I have the following Chez support file:
(define list-copy-with-length (xs)
(cons (length xs) (list-copy xs)))
and I have this Idris file:
%foreign "scheme,chez:list-copy-with-length"
prim__listToVect : List t -> (Nat, Vect n t)
listToVect : List t -> (n ** Vect n t)
listToVect ls =
let (n, vs) = prim__listToVect ls
in MkDPair n vs
Naturally, type-checking fails on this code, because the compiler does not know that the n defined in the let expression is the same as the n in the return type of listToVect.
I tried a few guesses at using believe_me to fix this, but I wasn't able to figure it out. Is it possible to define a function like this? What is the correct way to do it, without incurring significant runtime cost of recursively re-computing the length (as in Data.Vect.filter)?
Here is one such guess:
listToVect : {t : _} -> {n : _} -> List t -> (n ** Vect n t)
listToVect ls =
let (n', vs) = prim__listToVect ls
itsEqualDamnit : Equal n' n = believe_me ()
in rewrite itsEqualDamnit in MkDPair n vs
Ideally I'd like to entirely avoid unpacking the pair anyway, because (at least in the Chez backend), pairs and depdendent pairs are both represented identically as cons cells.
believe_me is already an unsafe cast. Just... cast the Vect?
%foreign "scheme,chez:list-copy-with-length"
prim__listToVect : List t -> (Nat, Vect n t)
listToVect : List t -> (n ** Vect n t)
listToVect ls =
let (n, vs) = prim__listToVect {n = 0} ls
in MkDPair n (believe_me vs)
Your Scheme code is wrong: define's syntax is not like that and list-copy-to-vect needs three arguments, since prim__listToVect has three arguments (t, n, and a List t). Note that I pass a dummy in for n on the Idris side.

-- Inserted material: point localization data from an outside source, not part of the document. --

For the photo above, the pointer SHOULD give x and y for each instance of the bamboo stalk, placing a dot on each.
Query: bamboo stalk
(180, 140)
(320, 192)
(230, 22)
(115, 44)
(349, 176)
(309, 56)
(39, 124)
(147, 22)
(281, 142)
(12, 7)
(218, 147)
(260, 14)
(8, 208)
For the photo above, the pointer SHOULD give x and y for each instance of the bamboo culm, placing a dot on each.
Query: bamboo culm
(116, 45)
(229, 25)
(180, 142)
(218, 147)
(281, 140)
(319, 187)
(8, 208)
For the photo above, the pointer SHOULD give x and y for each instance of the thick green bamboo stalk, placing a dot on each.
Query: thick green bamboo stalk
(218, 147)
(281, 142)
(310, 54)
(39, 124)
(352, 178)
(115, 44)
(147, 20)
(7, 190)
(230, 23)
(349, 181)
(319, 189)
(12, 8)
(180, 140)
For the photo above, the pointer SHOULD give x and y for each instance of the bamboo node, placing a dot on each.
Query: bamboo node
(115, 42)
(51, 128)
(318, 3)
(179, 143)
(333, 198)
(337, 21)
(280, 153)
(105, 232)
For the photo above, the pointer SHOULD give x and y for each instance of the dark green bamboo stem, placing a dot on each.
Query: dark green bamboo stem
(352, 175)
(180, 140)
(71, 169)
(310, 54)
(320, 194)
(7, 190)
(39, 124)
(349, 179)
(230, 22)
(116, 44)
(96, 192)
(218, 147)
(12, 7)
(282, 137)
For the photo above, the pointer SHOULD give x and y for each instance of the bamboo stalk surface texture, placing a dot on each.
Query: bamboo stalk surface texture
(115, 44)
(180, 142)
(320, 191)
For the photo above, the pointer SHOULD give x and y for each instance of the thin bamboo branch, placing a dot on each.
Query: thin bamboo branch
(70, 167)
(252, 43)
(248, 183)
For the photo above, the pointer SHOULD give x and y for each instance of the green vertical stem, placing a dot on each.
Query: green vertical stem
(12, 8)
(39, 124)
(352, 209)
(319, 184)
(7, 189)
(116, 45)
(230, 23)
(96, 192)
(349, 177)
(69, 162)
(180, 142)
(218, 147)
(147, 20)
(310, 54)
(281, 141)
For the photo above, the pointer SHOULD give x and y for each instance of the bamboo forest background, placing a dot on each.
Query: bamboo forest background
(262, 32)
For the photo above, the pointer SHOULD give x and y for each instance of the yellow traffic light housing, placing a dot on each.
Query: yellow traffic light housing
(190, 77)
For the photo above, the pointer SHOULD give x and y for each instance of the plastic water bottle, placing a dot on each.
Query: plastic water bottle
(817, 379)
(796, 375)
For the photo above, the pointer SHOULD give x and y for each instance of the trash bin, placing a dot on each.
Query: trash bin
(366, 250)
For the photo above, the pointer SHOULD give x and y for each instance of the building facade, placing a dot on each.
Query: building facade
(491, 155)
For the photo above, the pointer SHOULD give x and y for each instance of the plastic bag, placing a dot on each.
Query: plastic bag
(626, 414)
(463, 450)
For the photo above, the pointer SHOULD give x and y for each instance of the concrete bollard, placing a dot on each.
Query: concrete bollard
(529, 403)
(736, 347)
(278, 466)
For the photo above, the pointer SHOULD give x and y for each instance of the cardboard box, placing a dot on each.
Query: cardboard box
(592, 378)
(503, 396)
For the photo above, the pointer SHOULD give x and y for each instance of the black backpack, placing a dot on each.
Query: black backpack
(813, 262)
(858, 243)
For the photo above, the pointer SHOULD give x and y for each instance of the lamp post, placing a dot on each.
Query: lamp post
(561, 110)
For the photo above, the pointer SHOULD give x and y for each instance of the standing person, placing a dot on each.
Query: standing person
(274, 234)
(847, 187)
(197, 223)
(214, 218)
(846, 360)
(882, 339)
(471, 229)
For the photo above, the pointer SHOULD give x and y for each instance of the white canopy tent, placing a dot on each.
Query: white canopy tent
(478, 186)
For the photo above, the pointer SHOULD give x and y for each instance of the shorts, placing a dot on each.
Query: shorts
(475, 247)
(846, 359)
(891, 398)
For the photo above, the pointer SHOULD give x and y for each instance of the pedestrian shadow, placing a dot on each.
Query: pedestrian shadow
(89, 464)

(define (list-copy-with-length t n xs) (cons (length xs) (list-copy xs)))
You can be even more direct by pairing this Scheme definition
(define (idris-prim-listToVect t xs) (cons (length xs) (list-copy xs)))
With this Idris
%foreign "scheme,chez:idris-prim-listToVect"
prim__listToVect : List t -> (Nat, List t)
listToVect : List t -> (n ** Vect n t)
listToVect xs = believe_me (prim__listToVect xs)
(This works since, as you noted, a DPair is represented the same as a normal pair and List is represented the same as a Vect.)